The self-described “data-as-a-service” company today announced an investment from Cisco Investments, bringing its latest round of funding to $30 million and the total amount raised to $45 million. This follows on the heels of two previous funding rounds — one in January led by Norwest Venture Partners, Lightspeed Venture Partners, and Redpoint Partners, and another in late 2015.
“When we make any investment, we gain insight into new markets and offer our customers visibility into best-in-class innovation,” Rob Salvagno, a spokesperson for Cisco Investments, said in an emailed statement. “Dremio’s initial traction has been very promising … [and it] also is applicable to Cisco’s own internal movement towards digital transformation.”

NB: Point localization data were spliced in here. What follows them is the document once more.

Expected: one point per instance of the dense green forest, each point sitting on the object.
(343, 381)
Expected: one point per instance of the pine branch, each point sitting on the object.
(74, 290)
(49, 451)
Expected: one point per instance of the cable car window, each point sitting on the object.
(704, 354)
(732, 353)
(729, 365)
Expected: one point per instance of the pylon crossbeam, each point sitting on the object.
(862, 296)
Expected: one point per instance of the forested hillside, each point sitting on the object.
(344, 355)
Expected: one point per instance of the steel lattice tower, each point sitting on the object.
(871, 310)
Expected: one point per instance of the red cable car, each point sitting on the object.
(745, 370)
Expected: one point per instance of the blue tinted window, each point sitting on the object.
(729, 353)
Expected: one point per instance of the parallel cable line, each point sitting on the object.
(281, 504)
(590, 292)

Dremio’s full-stack virtualization toolkit connects, analyzes, and processes data in part with so-called Data Reflections, which accelerate database queries without replicating data. Its platform bridges the gaps between relational databases, Hadoop, NoSQL, ElasticSearch, and other data stores, connecting to business intelligence software as if it were a primary data source and querying it via SQL.

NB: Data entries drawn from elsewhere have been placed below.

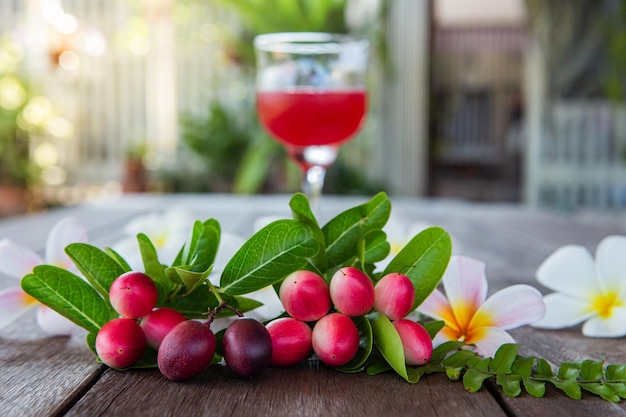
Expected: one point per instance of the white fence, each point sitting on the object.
(582, 157)
(134, 91)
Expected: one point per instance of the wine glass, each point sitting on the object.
(311, 97)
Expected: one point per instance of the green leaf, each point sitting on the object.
(568, 370)
(600, 390)
(376, 247)
(434, 327)
(523, 366)
(95, 265)
(424, 260)
(504, 358)
(441, 351)
(543, 369)
(389, 344)
(458, 359)
(118, 258)
(473, 379)
(619, 388)
(510, 384)
(591, 370)
(271, 254)
(201, 248)
(343, 232)
(615, 372)
(68, 295)
(535, 388)
(365, 346)
(570, 387)
(301, 211)
(153, 268)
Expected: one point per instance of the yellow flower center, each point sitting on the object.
(603, 304)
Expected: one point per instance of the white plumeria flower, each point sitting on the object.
(17, 261)
(586, 291)
(168, 232)
(473, 318)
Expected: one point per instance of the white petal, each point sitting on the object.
(563, 311)
(17, 260)
(54, 324)
(569, 270)
(512, 307)
(65, 231)
(611, 263)
(466, 286)
(13, 304)
(614, 326)
(491, 339)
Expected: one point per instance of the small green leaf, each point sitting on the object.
(153, 268)
(523, 366)
(68, 295)
(535, 388)
(570, 387)
(510, 384)
(434, 327)
(301, 211)
(568, 370)
(343, 232)
(543, 369)
(96, 266)
(365, 346)
(389, 344)
(453, 374)
(615, 372)
(441, 351)
(619, 388)
(600, 390)
(424, 260)
(473, 379)
(458, 359)
(271, 254)
(591, 370)
(504, 358)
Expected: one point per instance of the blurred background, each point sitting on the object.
(517, 101)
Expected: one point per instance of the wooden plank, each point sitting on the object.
(301, 391)
(42, 375)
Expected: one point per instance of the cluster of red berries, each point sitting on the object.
(184, 347)
(320, 316)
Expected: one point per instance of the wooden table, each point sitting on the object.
(42, 376)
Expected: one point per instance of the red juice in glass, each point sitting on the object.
(307, 117)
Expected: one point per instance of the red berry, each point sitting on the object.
(416, 342)
(305, 296)
(291, 341)
(158, 323)
(335, 339)
(352, 292)
(133, 294)
(120, 343)
(394, 296)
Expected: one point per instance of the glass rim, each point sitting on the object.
(306, 42)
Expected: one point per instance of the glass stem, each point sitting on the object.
(313, 184)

Crucially, it maintains a catalog of data sources, physical and virtual datasets, and datasets’ lineage, making it easy to search and find datasets and see how data are being transformed. Tomer Shiran, cofounder and CEO of Dremio, described it as “Google Docs for datasets.”
“We make data accessible to employees,” Shiran told VentureBeat in a phone interview. “It’s available to anyone who has permission to access it.”

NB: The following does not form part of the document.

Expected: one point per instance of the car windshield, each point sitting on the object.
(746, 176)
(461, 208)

To that end, Dremio contributes to projects like Parquet, Calcite, and Gandiva, an Apache-licensed open source execution kernel for evaluating and compiling expressions on Apache Arrow. And it offers Dremio 2.0, a suite of analytics and data processing tools optimized for enterprise.
Dremio 2.0 consists of the aforementioned Data Reflections technology, which automatically detects schemas, supports cloud data lakes in Amazon S3 and other cloud storage providers, and leverages Apache Arrow to speed up performance by a factor of a thousand. But it also builds in features like automatic failover, which automatically selects new nodes in the event of node and instance cluster failures, and dynamic granular access, which provides programmatic security controls through integration with Kerberos, LDAP, and other centralized providers.
Artificial intelligence is a core pillar of Dremio’s product lineup, Shiran said. The Dremio Learning Engine — which launched alongside Dremio 2.0 earlier this year — uses machine learning to recommend complementary datasets to users, adapt data catalogs automatically in response to changes in schema change and query execution, and intelligently cache and index metadata.
“We see [AI] as an opportunity to make companies’ experience with data as streamlined as it is in our personal lives,” Shiran said.
Dremio’s platform, which runs in the cloud via Kubernetes or in a Hadoop cluster, is available in an open source Community edition as well as a commercial Enterprise edition. (Subscription pricing scales based on the number of nodes to which Dremio is deployed — it can support more than 1,000.) The company, which has more than 70 employees, boasts customers in over 80 countries, including large enterprises like Daimler, Fred Hutch, Idio, Intel, OVH, Royal Caribbean, TransUnion, and UBS.